Algorithms
Cards (32)
- In depth-first traversal, we use a stack to follow one branch as far as it will go, and then backtrack
- In breadth-first traversal, we use a queue to scan every node connected to the root and continue to scan left to right
- Breadth-first can be used for finding the shortest path on an unweighted graph
- Depth-first can be used to navigate a maze
- Tree traversal can be done with pre-order, in-order or post-order.
- For pre-order traversal, place a point to the left of all nodes. Visit the root, then traverse the left sub-tree, then traverse the right sub-tree
- For in-order traversal, place a point underneath all nodes. Traverse the left sub-tree, then visit the root, then traverse the right sub-tree
- For post-order traversal, place a point to the right of all nodes. Traverse the left sub-tree, then traverse the right sub-tree, then visit the root
- Pre-order traversal is a top-down approach and can be used to copy a tree
- In-order traversal can output the contents of a binary tree in ascending order (eg alphabetical)
- Post-order is a bottom-up approach and can be used to convert from infix to RPN, or to empty a tree
- Humans use in-fix notation for mathematics, eg A + B. The opcode is fixed between the operands. This can be ambiguous for longer statements unless we use brackets or BODMAS
- Polish notation places the operator at the front of the expression, eg + A B. This is called pre-fix.

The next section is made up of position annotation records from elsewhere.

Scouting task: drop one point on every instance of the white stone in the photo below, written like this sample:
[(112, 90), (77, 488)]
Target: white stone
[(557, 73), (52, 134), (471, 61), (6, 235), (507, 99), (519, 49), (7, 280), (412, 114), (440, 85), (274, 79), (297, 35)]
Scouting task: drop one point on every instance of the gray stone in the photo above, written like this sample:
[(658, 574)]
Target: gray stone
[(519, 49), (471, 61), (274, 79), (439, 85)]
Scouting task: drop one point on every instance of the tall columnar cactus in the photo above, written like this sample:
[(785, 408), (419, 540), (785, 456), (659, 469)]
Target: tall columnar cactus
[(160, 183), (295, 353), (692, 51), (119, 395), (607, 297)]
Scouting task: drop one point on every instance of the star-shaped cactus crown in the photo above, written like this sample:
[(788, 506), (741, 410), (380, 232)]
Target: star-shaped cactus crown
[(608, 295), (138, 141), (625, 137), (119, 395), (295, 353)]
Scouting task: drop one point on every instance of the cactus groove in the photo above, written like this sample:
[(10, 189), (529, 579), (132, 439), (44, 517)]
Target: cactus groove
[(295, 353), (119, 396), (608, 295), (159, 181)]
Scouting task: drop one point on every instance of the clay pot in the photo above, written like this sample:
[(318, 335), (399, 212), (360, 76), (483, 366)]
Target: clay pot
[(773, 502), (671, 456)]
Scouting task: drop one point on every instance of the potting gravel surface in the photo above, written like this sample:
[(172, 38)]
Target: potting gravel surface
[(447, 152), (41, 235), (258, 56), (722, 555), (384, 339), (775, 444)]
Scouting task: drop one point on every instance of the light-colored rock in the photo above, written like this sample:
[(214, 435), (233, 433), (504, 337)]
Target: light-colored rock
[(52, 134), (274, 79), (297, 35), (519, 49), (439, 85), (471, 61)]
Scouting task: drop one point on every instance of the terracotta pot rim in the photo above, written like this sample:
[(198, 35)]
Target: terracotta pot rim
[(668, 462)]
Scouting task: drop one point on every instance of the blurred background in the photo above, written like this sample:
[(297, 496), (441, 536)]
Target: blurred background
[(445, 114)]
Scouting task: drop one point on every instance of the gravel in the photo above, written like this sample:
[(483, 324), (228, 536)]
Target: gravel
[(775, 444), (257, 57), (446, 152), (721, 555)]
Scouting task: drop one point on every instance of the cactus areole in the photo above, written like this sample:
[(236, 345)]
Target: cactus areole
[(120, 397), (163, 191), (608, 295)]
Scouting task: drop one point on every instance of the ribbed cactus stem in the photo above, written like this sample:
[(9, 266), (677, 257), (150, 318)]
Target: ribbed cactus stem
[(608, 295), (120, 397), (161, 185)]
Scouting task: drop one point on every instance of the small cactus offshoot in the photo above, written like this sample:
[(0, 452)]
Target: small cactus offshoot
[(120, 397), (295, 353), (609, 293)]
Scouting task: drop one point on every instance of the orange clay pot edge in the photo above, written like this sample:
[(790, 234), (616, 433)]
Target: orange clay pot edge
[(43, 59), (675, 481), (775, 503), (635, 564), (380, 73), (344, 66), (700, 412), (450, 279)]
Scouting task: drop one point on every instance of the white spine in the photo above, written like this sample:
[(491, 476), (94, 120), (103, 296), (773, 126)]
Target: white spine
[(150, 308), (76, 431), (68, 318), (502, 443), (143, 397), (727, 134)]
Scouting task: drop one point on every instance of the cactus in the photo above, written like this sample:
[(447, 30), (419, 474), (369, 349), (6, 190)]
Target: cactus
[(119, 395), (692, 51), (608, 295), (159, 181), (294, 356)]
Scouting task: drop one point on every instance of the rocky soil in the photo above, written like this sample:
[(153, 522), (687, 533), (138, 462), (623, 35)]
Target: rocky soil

- Reverse Polish Notation (RPN), or post-fix, is used in computing. It places the operator at the end, eg A B +
- RPN is ideal as it is unambiguous and can be executed on a stack. This is helpful for stack-based interpreters such as bytecode
- You can convert between in-fix and post-fix using tree traversal
- To make a binary tree from in-fix, start with the leftmost number. When you find an operator, it moves up the tree and becomes a central node. The following expression is placed on the right branch and the process repeats
- To convert from in-fix to RPN, make a binary tree and then traverse. To convert from RPN to in-fix, draw a stack and work through the steps.
- A linear search checks every item in a list in sequence. It can be used on unordered lists
- Linear search is rarely used due to its high time complexity. Its big O notation is O(n)
- A binary search looks at the midpoint of a sorted list and determines if it is higher or lower than the target, then identifies the next midpoint accordingly.
- A binary search halves the list each search, so its big O notation is O(logN)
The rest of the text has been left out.